Page 38
Kathleen nodded. “That is fine. Thank you.”
 
; Da Nao left the break room without any fanfare. Mission achieved, Kathleen started to climb through the window again, only this time, as she slid onto the ledge, her hand came upon a flyer lying there, facedown and grimy with dirt and grease.
Kathleen flipped it over.
THE RULE OF THE GANGSTERS IS OVER. IT IS TIME TO UNIONIZE.
Her eyebrows shot straight up. She wondered if this was Da Nao’s doing, but she couldn’t imagine so. Yet at the bottom of the flyer, typed in a neat, faded line, it read Distributed on behalf of the Communist Party of China.
It would seem Da Nao was not the only employee here with Communist ties.
A sudden splashing noise by the wharf startled Kathleen out of her reverie, prompting her to hop off the ledge and back onto the ground outside the cotton mill. When Kathleen looked out into the water, she thought she caught a flash of something shiny darting through the waves.

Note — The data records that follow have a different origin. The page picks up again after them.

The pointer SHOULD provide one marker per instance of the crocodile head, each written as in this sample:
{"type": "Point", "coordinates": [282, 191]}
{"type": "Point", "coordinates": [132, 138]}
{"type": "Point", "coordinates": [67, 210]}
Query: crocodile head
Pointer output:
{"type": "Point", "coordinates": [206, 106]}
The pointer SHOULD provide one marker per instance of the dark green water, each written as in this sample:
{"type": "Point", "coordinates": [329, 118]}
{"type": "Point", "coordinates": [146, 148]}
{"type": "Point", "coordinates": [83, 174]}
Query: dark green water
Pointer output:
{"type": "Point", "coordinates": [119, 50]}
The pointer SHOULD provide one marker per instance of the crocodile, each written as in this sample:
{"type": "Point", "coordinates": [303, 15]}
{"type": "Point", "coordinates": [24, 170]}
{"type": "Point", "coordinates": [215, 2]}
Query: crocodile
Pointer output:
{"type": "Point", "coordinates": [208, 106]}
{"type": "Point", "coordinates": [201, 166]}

“Strange,” she muttered. She hurried home.
Twelve
They say Shanghai stands tall like an emperor’s ugly daughter, its streets sprawling in a manner that only the limbs of a snarling princess could manage. It was not born this way. It used to be beautiful. They used to croon over it, examining the lines of its body and humming beneath their breath, nodding and deciding that it was well suited for children. Then this city mutilated itself with a wide, wide grin. It dragged a knife down its cheek and took the blade to its chest and now it worries not for finding suitors, but merely for running wild, drunk on the invulnerability of inherited power, well suited only for profit and feasting, dancing and whoring.

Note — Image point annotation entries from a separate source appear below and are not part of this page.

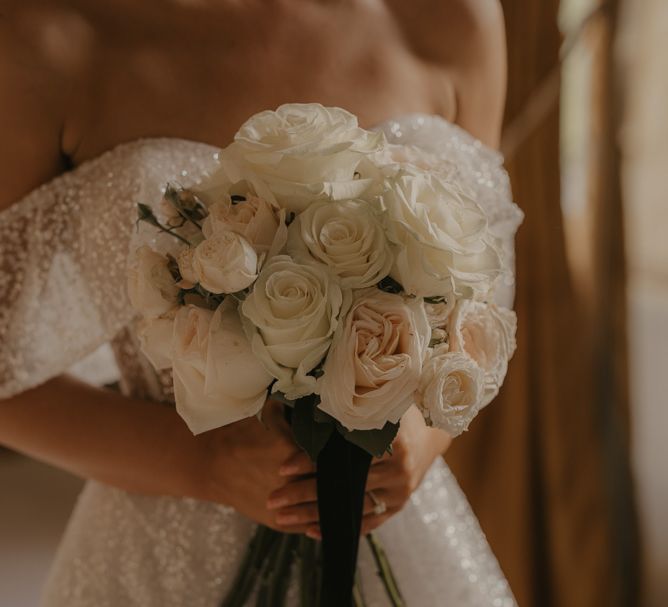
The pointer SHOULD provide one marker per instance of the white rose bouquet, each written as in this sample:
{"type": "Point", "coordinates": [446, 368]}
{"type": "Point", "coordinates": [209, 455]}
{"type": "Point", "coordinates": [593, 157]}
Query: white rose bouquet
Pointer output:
{"type": "Point", "coordinates": [321, 266]}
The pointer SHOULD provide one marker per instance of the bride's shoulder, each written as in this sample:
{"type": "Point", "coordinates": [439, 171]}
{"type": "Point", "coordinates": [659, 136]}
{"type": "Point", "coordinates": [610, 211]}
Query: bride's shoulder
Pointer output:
{"type": "Point", "coordinates": [465, 40]}
{"type": "Point", "coordinates": [32, 106]}
{"type": "Point", "coordinates": [439, 28]}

Now it may be ugly, but it is glorious.
Night always falls on this city with a quiet clomp. When the lights blink on—the buzzing of newly coveted electricity running through the wires that line the streets like black veins—it is easy to forget that the natural state of night is supposed to be darkness. Instead, night in Shanghai is vibrance and neon, gaslight flickering against the triangular flags fluttering in the breeze.
In this clamor, a dancer steps out from the most crowded burlesque club on her side of the city, shaking her hair free of its ribbons. She keeps in only one: a twirl of red, to mark her allegiance to the Scarlet Gang, to be left alone while she makes her way through Scarlet territory when walking back home, to signal to the gangsters who lurk in the alleyways by the Bund, picking their teeth clean with their sharp blades, that she is not to be hassled, that she is on their side.
The dancer shivers as she walks, dropping her long cigarette to the ground and putting it out with her shoe. Her hands freed now, she wraps them around her goose-bumped arms. She is ill at ease. There is no one following her; nor is there anybody before her. Nevertheless, somehow she is certain that someone is watching her.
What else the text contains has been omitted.